L'argument cité est hypocrite, ce qui est montré par le fait que ce même État les couvre assez souvent au moins sur le plan pratique : pourquoi les meurtriers les plus malhonnêtes qu'on puisse s'imaginer, à savoir les « meurtriers d'honneur » qui tuent ses propres parentes faibles, ne sont-ils pas emprisonnés pour au moins une vingtaine d'années avant qu'ils puissent s'attendre à la clémence d'une expulsion ?! Pourquoi ici notre État (et tout autre État de l'U.E.) fait tant de manières pendant qu'il n'a pas de scrupules de s'ingérer là où il n'a rien à y faire ?!
Bien entendu, la burqa, le niqab etc. est un symbole pour la dénégation de l'autodétermination civile ainsi que sexuelle des femmes. C'est pourquoi - dans sa forme rigoureuse dont est actuellement prévue l'interdiction dans l'U.E. - seulement une très petite minorité de femmes dressées dans l'Islam les portent là où elles ne peuvent pas y être contraintes par pression de majorité. Cette minorité est normalement psychiquement détruite ou gravement névrotique ; au cas où une loi leur permet de lier leur contrainte intérieure à un adversaire extérieur elles deviennent inguérissables. C'est déjà pour cette raison que nous réprouvons l'interdiction de la burqa. Mais la raison principale reste le principe intangible de la liberté individuelle et de la liberté de religion générale.
Pour cela :
Liberté et égalité de toutes les religions, même les plus petites et les plus jeunes, pas de traitement de faveur pour une entre elles ! Autofinancement sans encombre des communautés religieuses au lieu de l'impôt de l'église, pas de frics publics pour n'importe laquelle !
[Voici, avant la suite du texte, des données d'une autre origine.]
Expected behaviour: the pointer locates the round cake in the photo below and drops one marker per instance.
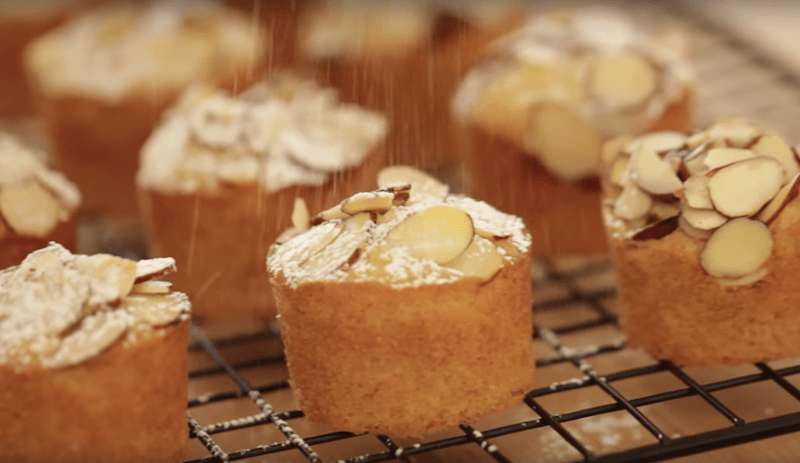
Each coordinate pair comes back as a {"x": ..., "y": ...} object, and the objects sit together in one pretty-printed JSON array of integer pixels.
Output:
[
  {"x": 405, "y": 310},
  {"x": 220, "y": 175},
  {"x": 535, "y": 112},
  {"x": 93, "y": 360},
  {"x": 702, "y": 233}
]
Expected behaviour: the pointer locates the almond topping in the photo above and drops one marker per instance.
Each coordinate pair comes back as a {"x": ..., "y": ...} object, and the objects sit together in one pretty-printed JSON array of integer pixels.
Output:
[
  {"x": 743, "y": 188},
  {"x": 652, "y": 174},
  {"x": 29, "y": 209},
  {"x": 439, "y": 233},
  {"x": 738, "y": 248}
]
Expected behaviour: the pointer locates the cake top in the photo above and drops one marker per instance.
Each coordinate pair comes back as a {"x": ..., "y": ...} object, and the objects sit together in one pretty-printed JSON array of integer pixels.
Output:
[
  {"x": 33, "y": 198},
  {"x": 281, "y": 132},
  {"x": 59, "y": 309},
  {"x": 384, "y": 27},
  {"x": 595, "y": 72},
  {"x": 409, "y": 233},
  {"x": 723, "y": 186},
  {"x": 113, "y": 51}
]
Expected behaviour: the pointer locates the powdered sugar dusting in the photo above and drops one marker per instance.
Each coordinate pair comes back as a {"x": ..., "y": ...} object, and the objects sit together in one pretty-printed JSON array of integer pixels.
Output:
[{"x": 58, "y": 309}]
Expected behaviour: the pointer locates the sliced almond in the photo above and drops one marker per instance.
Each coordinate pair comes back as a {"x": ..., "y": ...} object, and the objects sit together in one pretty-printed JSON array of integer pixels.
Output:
[
  {"x": 652, "y": 174},
  {"x": 623, "y": 80},
  {"x": 151, "y": 287},
  {"x": 439, "y": 233},
  {"x": 29, "y": 209},
  {"x": 660, "y": 142},
  {"x": 743, "y": 188},
  {"x": 422, "y": 184},
  {"x": 786, "y": 194},
  {"x": 632, "y": 203},
  {"x": 301, "y": 219},
  {"x": 154, "y": 268},
  {"x": 567, "y": 145},
  {"x": 721, "y": 157},
  {"x": 736, "y": 133},
  {"x": 480, "y": 260},
  {"x": 738, "y": 248},
  {"x": 704, "y": 219},
  {"x": 745, "y": 280},
  {"x": 773, "y": 146},
  {"x": 378, "y": 202},
  {"x": 695, "y": 192},
  {"x": 692, "y": 231},
  {"x": 58, "y": 184}
]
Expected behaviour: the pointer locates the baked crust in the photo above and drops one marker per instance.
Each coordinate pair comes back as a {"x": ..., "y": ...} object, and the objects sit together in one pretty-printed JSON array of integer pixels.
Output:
[
  {"x": 404, "y": 362},
  {"x": 220, "y": 239},
  {"x": 128, "y": 404},
  {"x": 563, "y": 217}
]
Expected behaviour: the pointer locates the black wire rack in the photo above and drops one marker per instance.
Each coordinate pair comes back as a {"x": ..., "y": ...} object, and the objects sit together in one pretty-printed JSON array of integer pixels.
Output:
[{"x": 595, "y": 399}]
(Car c'est notre argent à nous, gagné par un travail dur, nous qui n'en faisons pas partie et ne voulons pas subir de ce fait un préjudice.)
Que chacun puisse manifester par ses vêtements ce qu'il (pour des idiots : bien entendu, aussi elle) veut: donnons un forum aussi à la sottise et à l'inhumanité ! Car quand elle tombe sur un milieu raisonnable, elle se ridiculise d'elle-même, et quand elle tombe sur un milieu déraisonnable elle n'est pas pire que celui-ci.